LAVA: Recovering Sums of Sparse and Dense Signals
The lava() and group_lava() estimators in quadrupen
Source:vignettes/lava.Rmd
lava.RmdMotivation
Classical sparse estimators such as the Lasso assume that the true coefficient vector \(\theta\) is itself sparse: only a few entries are nonzero. This assumption fails when the signal has a mixed structure — a small number of large, identifiable effects superimposed on a broad background of many small effects. In this case neither the Lasso (too sparse) nor ridge regression (too dense) is well-suited.
The LAVA estimator (Chernozhukov, Hansen & Liao, Annals of Statistics, 2017) explicitly decomposes the coefficient vector as
\[\theta = \beta + \delta,\]
where \(\beta\) is the sparse component (penalized by \(\lambda_1 \|\beta\|_1\)) and \(\delta\) is the dense component (penalized by \(\frac{\lambda_2}{2} \delta^\top S\, \delta\)). The joint criterion is
\[\min_{\theta = \beta + \delta} \frac{1}{2n} \|y - X(\beta + \delta)\|^2 + \lambda_1 \|\beta\|_1 + \frac{\lambda_2}{2}\, \delta^\top S\, \delta,\]
where \(S\) is a positive
semidefinite structuring matrix (identity by default). By varying \(\lambda_1\) along a regularization path
(with \(\lambda_2\) fixed),
quadrupen fits this model via lava() and
returns an object of class LavaFit that gives access to
both components separately.
Setup
Simulation: a mixed sparse + dense signal
We simulate a linear model where the true signal is the sum of a sparse part \(\beta\) (five isolated large effects) and a dense part \(\delta\) (small Gaussian perturbations on every predictor). Neither component alone characterizes the signal.
set.seed(42)
n <- 100
p <- 50
## Sparse component: 5 large effects, the rest zero
beta <- numeric(p)
beta[c(5, 15, 25, 35, 45)] <- c(3, -3, 3, -3, 3)
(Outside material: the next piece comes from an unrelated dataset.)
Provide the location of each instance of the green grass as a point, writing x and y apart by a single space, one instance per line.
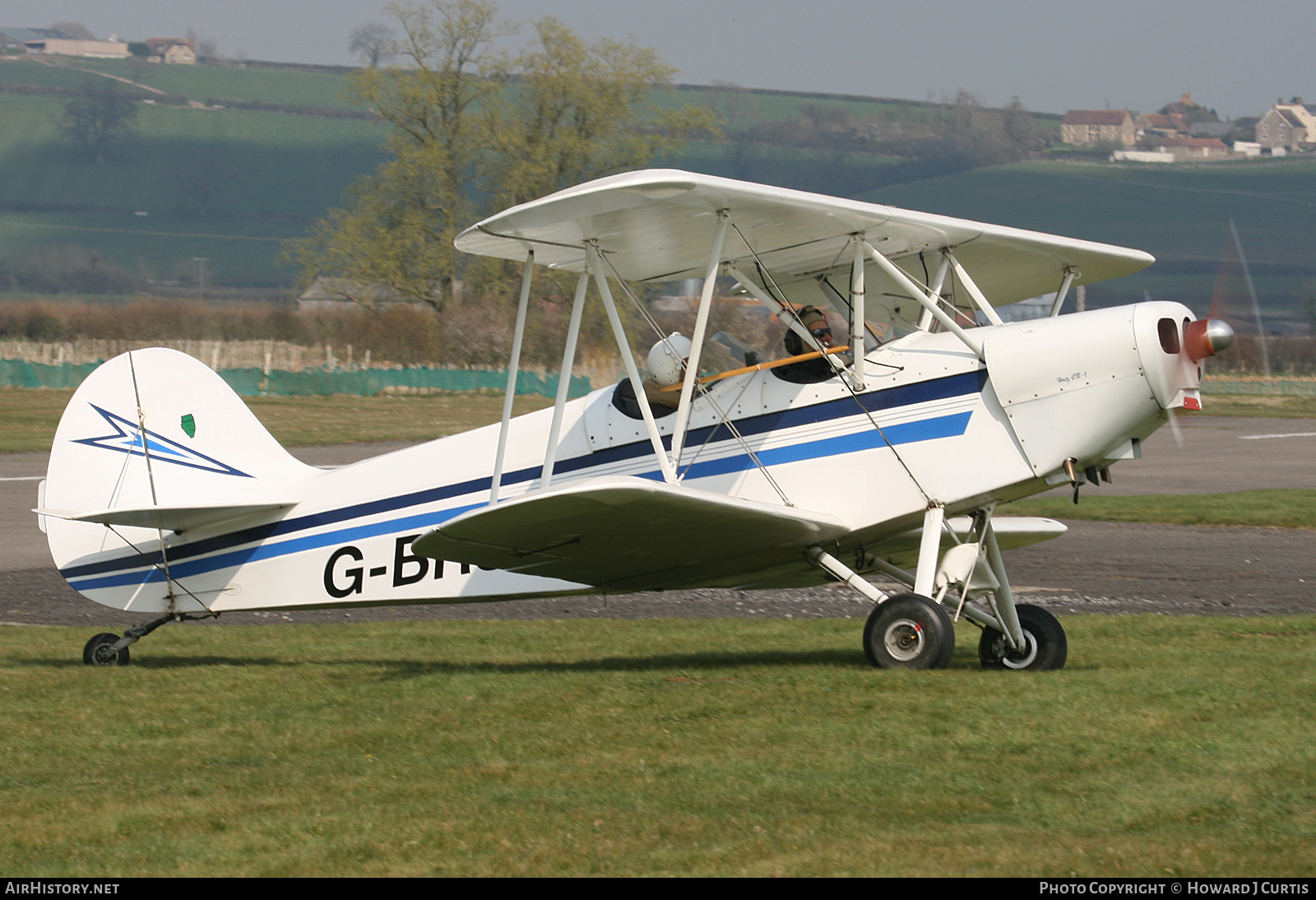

## Dense component: small effects on all predictors
delta <- rnorm(p, mean = 0, sd = 0.2)
## Total signal
theta <- beta + delta
## Predictors with moderate AR(1) correlation
rho <- 0.5
Sigma <- toeplitz(rho^(0:(p - 1)))
X <- matrix(rnorm(n * p), n, p) %*% chol(Sigma)
y <- X %*% theta + rnorm(n, sd = 2)
df_truth <- data.frame(
index = rep(1:p, 3),
value = c(beta, delta, theta),
component = factor(
rep(c("Sparse (β)", "Dense (δ)", "Total (θ = β + δ)"), each = p),
levels = c("Sparse (β)", "Dense (δ)", "Total (θ = β + δ)")
)
)
ggplot(df_truth, aes(x = index, y = value, fill = component)) +
geom_col() +
facet_wrap(~ component, ncol = 1, scales = "free_y") +
scale_fill_manual(values = c("#56B4E9", "#E69F00", "#009E73"), guide = "none") +
labs(x = "Predictor index", y = "Value",
title = "True signal decomposition") +
theme_bw()
Fitting with lava()
lava() takes the same interface as
sparse_lm(). The lambda2 argument controls the
ridge-like penalty on the dense component.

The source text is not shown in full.